インスリン分泌能低下は膵β細胞に自己免疫障害が惹起されインスリン分泌が低下・枯渇するために高血糖になります。全身の細胞内のブドウ糖が枯渇して糖尿病ケトアシドーシスを生じてしまいます。

インスリン抵抗性とは、分かりやすく言うとインスリンの質のことですね。

つまり「インスリン分泌能低下はインスリンの量」「インスリン抵抗性とはインスリンの質」のことを言います。

9割を占める2型糖尿病の日本人は、インスリン分泌能低下とインスリン抵抗性が同時に存在し、それらがお互いに引っ張り合って高血糖状態を引き起こしています。

例えば、インスリンの分泌が正常であればインスリン抵抗性を生じていても、膵臓からのインスリンが大量に分泌するのでインスリン作用を正常に保つことができる。

つまり、血中のインスリン濃度は上昇しても血糖値は正常に保つことができるわけです。

この現象は肥満の人に多く見られる所見で、高血糖が存在するということは、インスリン分泌能が異常であることを示しています。2型糖尿病患者さんで、なぜインスリン分泌能が低下するのかは不明ですが、日本人は欧米人と比べインスリン分泌能低下の人が多く、少しのインスリン抵抗性でも高血糖が生じ比較的肥満が軽度でも糖尿病を発症する可能性が高いんです。
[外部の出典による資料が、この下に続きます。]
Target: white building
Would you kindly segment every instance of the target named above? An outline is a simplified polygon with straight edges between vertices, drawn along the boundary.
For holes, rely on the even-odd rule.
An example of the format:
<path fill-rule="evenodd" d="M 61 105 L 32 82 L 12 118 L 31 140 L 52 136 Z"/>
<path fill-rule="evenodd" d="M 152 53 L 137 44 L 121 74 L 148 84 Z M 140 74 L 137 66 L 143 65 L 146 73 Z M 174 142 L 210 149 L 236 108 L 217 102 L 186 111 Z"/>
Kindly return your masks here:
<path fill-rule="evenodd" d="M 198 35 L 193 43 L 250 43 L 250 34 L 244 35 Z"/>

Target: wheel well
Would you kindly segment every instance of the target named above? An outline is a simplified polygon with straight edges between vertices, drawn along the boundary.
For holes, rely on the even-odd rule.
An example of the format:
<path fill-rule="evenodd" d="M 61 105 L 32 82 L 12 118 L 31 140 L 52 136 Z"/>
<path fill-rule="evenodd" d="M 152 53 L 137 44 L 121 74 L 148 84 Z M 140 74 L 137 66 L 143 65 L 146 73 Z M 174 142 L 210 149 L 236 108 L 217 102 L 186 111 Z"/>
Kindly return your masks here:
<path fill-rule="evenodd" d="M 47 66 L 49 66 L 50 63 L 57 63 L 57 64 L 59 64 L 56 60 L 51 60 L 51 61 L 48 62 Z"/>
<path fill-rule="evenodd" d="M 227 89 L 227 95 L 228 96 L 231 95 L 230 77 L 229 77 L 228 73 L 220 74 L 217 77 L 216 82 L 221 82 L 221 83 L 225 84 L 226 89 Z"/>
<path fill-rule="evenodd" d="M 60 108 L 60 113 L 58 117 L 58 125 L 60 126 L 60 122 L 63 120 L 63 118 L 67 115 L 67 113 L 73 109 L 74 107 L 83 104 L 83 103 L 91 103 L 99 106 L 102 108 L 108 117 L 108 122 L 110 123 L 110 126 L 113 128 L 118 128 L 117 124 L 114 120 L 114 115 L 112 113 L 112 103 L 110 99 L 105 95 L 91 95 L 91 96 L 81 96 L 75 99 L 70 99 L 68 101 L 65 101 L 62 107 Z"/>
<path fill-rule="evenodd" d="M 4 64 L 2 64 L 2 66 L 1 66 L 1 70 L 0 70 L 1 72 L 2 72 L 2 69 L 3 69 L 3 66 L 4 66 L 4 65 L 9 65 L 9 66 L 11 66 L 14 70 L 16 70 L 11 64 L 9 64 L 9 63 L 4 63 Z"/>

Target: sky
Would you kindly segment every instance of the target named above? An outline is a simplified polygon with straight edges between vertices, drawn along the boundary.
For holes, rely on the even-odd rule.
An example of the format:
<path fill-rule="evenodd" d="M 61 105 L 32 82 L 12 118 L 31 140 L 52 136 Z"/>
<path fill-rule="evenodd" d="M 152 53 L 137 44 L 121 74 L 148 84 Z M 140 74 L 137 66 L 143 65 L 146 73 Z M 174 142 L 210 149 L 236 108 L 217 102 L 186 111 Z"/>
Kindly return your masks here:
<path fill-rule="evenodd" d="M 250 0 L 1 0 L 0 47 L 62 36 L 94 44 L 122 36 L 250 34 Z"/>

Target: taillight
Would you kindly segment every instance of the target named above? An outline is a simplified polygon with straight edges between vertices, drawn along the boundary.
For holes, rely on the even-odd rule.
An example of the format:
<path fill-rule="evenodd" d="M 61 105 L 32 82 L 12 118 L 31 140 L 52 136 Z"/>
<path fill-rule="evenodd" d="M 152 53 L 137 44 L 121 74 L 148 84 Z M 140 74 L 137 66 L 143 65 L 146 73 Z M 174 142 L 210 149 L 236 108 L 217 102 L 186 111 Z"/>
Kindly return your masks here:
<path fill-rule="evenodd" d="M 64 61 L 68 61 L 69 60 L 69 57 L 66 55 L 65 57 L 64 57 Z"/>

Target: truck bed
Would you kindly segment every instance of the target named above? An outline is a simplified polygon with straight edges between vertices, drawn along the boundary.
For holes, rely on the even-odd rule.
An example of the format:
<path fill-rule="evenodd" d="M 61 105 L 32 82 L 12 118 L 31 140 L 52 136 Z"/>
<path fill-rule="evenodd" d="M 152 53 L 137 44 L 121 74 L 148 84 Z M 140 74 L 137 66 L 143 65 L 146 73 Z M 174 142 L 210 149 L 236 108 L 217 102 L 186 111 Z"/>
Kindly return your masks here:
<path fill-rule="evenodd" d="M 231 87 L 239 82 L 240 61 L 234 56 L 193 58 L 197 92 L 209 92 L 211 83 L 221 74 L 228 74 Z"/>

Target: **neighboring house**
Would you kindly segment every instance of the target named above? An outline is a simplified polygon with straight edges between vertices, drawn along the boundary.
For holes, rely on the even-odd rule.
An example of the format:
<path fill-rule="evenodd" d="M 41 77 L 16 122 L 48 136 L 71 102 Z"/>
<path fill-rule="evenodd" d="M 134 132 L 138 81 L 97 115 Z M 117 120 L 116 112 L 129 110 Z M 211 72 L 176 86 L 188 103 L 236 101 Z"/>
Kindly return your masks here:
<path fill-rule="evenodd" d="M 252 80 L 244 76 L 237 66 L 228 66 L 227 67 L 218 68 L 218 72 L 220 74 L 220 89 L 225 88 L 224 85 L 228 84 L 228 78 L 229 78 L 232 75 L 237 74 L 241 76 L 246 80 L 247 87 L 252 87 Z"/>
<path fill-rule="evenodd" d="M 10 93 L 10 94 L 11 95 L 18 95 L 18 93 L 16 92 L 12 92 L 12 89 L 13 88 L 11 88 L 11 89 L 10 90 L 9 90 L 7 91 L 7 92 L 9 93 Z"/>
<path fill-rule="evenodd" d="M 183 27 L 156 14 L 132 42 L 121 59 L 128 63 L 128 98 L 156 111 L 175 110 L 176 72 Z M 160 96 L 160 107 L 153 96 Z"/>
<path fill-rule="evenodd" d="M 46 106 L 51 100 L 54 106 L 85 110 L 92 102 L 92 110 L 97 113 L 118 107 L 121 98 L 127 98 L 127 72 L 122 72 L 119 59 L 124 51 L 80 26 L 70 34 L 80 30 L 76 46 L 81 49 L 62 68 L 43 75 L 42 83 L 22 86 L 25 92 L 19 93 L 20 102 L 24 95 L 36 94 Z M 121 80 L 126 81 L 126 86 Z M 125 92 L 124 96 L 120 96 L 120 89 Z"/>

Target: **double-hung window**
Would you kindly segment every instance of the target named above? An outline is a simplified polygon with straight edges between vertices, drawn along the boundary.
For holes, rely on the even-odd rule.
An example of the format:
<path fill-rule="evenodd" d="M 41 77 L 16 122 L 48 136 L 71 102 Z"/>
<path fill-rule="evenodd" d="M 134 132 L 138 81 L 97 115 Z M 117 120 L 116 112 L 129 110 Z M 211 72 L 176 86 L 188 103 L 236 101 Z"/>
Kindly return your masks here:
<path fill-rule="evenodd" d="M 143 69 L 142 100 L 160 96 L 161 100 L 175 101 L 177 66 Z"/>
つまり、日本人はインスリンの質が悪いとインスリン量でカバー出来ないので外人と比べて弱いということでしょうかね。

インスリン抵抗性、つまり質が悪くなることを引き起こす一番の要因は肥満にあります。インスリン抵抗性を改善するには食事療法と運動療法をしっかりおこない、内臓脂肪の減量に努めることが大事です。ちなみにインスリン抵抗性改善薬にメトホルミン塩酸塩やチアゾリジン薬には糖尿病発症予防作用があります。

まとめ

糖尿病のホルモンを理解して、インスリン分泌能低下とインスリン抵抗性とについて大まかに理解しておくと、血糖値を下げるインスリンの作用が分かってより理解が深まるですね。インスリンの量と質って相互に働いて重要だなあと感じましたね。参考にしてみて下さい。